This website is sorted alphabetically by manufacture so you can possibly date bottles by glass-maker marks:
https://www.glassbottlemarks.com/bottlemarks/

This site will tell you many soft-drink, mineral water, and alcohol bottle shapes; it also has a section on different tops:
http://www.sodasandbeers.com/SABBottleShapes.htm

*ACL *= Applied Coloured Label. They start in the 1930s in milk bottles. They became popular for soft-drinks in the late 1930s and continue to this day. Some call them painted labels, but they're actually baked on. Each colour is baked on separately like a decal. Many milk collectors call these *pyros*, as the original term was '*pyroglaze*'. 
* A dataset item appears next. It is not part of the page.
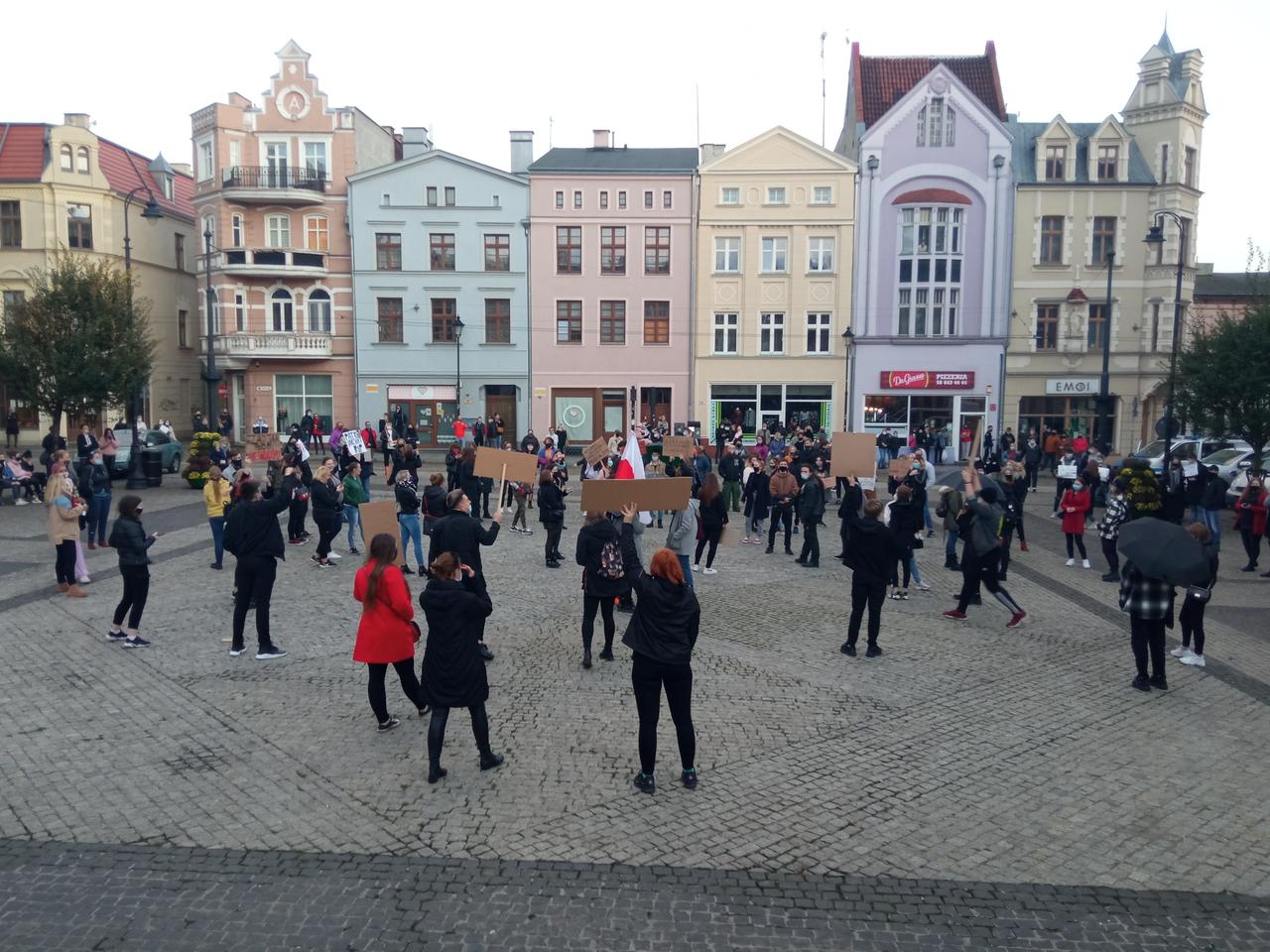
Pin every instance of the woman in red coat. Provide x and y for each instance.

*ABM *= Automatic Bottle Machine. These come out in the early 1900s. Here is one in action:




To determine if a bottle is made by an ABM, you look at the *seams *(lines going up the bottle suggesting the connection of mould and *plates *(interchangeable 'plates' which are engraved to produce glass lettering on bottles). 
If the seams continue all the way to the top of the bottle, or if any seams are present on the lip, or if a seam is present as a perfect ring just below the lip, the bottle is fully ABM-made except in the case of milks and perhaps some jars, where the mouth is finished by other means. Tooled tops to be explained shortly. 
Usually there are only 2 seams (opposite sides of bottles. But you can get more than that. Here is a 3-part mould seam.

A hand-tooled (*tooled*) bottle takes any bottle blown into a mould (*BIM*) by a gaffer (*blower*) and uses what almost looks like calipers and a compass drawing tool combined to finish off the mouth. This usually happens in a '*shop*' of 3 or 4 men and boys to make one bottle. 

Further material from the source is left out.